When the Buddha laid out what he had realized in his Enlightenment, it was a complete guide to finding peace and joy. The Eightfold Path is often divided into three categories, called Wisdom, Ethics and Practice, which cover the full circle of our days. We are told what it’s all about: how to avoid being dissatisfied with life. We’re given guidelines on not harming ourselves and others. Finally, there’s guidance for developing mindfulness and concentration, and how to use these to cultivate good mental habits.

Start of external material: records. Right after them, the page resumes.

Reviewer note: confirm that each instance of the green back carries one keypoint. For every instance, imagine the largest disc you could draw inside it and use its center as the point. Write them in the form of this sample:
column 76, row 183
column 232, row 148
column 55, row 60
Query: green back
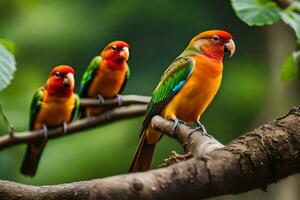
column 35, row 106
column 170, row 83
column 88, row 75
column 126, row 78
column 75, row 112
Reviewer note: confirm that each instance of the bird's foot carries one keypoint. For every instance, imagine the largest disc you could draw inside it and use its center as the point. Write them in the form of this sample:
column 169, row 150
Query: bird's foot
column 119, row 100
column 175, row 158
column 201, row 128
column 65, row 128
column 176, row 124
column 45, row 131
column 100, row 99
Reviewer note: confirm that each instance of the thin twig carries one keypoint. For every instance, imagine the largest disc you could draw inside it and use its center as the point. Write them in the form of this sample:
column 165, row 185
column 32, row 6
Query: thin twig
column 74, row 127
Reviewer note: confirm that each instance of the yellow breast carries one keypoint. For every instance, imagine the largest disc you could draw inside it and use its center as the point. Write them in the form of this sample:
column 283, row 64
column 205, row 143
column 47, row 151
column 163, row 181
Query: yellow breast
column 107, row 82
column 197, row 93
column 54, row 111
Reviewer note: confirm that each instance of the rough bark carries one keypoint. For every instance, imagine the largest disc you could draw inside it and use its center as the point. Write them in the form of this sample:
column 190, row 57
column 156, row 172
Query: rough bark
column 254, row 160
column 125, row 112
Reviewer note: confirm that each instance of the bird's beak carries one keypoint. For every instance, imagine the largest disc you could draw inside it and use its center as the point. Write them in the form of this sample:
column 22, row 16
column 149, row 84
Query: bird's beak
column 124, row 53
column 229, row 47
column 69, row 80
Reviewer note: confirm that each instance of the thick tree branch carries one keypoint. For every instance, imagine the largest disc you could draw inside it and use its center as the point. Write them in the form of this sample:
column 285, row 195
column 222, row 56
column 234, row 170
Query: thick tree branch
column 254, row 160
column 126, row 112
column 196, row 143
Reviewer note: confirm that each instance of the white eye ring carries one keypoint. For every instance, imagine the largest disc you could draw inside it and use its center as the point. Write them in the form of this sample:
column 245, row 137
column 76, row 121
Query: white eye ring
column 215, row 38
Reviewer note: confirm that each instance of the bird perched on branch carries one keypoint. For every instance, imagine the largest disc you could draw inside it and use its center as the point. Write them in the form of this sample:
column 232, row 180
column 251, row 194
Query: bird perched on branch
column 106, row 75
column 185, row 89
column 53, row 105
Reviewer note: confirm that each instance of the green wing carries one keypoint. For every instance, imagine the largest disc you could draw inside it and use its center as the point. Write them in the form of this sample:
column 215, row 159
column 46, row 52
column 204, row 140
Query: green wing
column 88, row 75
column 170, row 83
column 75, row 112
column 126, row 78
column 35, row 106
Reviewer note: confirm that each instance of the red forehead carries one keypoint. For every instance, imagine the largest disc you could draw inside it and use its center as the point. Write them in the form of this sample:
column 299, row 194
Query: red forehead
column 119, row 43
column 63, row 69
column 207, row 34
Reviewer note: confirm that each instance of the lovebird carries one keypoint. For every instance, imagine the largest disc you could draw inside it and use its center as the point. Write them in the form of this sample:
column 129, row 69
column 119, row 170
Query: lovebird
column 185, row 89
column 53, row 105
column 106, row 75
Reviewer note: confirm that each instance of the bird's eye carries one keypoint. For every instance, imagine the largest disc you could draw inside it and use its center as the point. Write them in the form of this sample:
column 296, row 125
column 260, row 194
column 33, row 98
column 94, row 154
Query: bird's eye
column 215, row 38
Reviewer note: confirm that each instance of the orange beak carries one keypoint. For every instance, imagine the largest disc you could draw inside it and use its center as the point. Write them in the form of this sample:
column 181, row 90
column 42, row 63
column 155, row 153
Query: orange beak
column 229, row 47
column 125, row 53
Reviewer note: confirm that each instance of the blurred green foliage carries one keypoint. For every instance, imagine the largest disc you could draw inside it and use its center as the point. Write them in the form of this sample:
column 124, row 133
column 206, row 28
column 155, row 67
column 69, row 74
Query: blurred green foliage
column 48, row 33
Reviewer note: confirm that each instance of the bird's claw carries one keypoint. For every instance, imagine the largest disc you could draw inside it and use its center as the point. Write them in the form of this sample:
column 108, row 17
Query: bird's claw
column 176, row 124
column 100, row 99
column 119, row 100
column 45, row 132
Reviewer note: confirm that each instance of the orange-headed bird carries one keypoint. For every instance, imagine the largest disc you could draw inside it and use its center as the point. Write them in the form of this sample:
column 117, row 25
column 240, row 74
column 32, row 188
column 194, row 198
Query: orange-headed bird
column 106, row 75
column 53, row 105
column 185, row 89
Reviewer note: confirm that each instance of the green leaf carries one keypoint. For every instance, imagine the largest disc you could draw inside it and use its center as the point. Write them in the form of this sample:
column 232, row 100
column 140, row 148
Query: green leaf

We gain Wisdom by learning the many teachings of Buddhism, which have been handed down through the millennia. The first step on the path, called Wise Understanding, clarifies why we often feel at odds with life, and how to end our unhappiness. The other half of the Wisdom category is holding the Wise Intention not to harm any being, which includes ourselves.
Beginning the day with this understanding and intention guides our responses to whatever confronts us. An angry person is more easily recognized as someone who is suffering, and we’re less inclined to take their harsh behavior personally. That lets us deal with them more calmly and skillfully, to avoid escalating their suffering – or making it ours.
We’re also given help making choices in the many gray areas of life, including the way we communicate, take physical action, and engage in economic matters. These are the Ethics part of the path: Wise Speech, Wise Action and Wise Livelihood. Rather than a set of “thou shalts,” they’re the kind of suggestions a wizard might make to someone leaving on a perilous journey: watch out for these hazardous areas, keep moving toward the brightest star.
It may seem odd that Practice is the last category of the path. The Eightfold Path isn’t strictly linear, but it does help to understand the fundamentals that underlie our practice as we cultivate it. Some Concentration is needed to establish and maintain Mindfulness in formal meditation, and in daily life when we can use it to avoid harming ourselves and others. Deep concentration brings us greater wisdom through direct experience of the nature and possible end of suffering.
I like to quote something Sharda Rogell says when people ask how to fit practice into their lives. She answers that instead, she fits life into her practice. I have found that doing it her way is surprisingly effortless. The Dharma gives us all the tools we need to engage wholeheartedly with life while reducing our suffering and all other beings’. It can hold our entire lives in a full circle of greater peace and joy.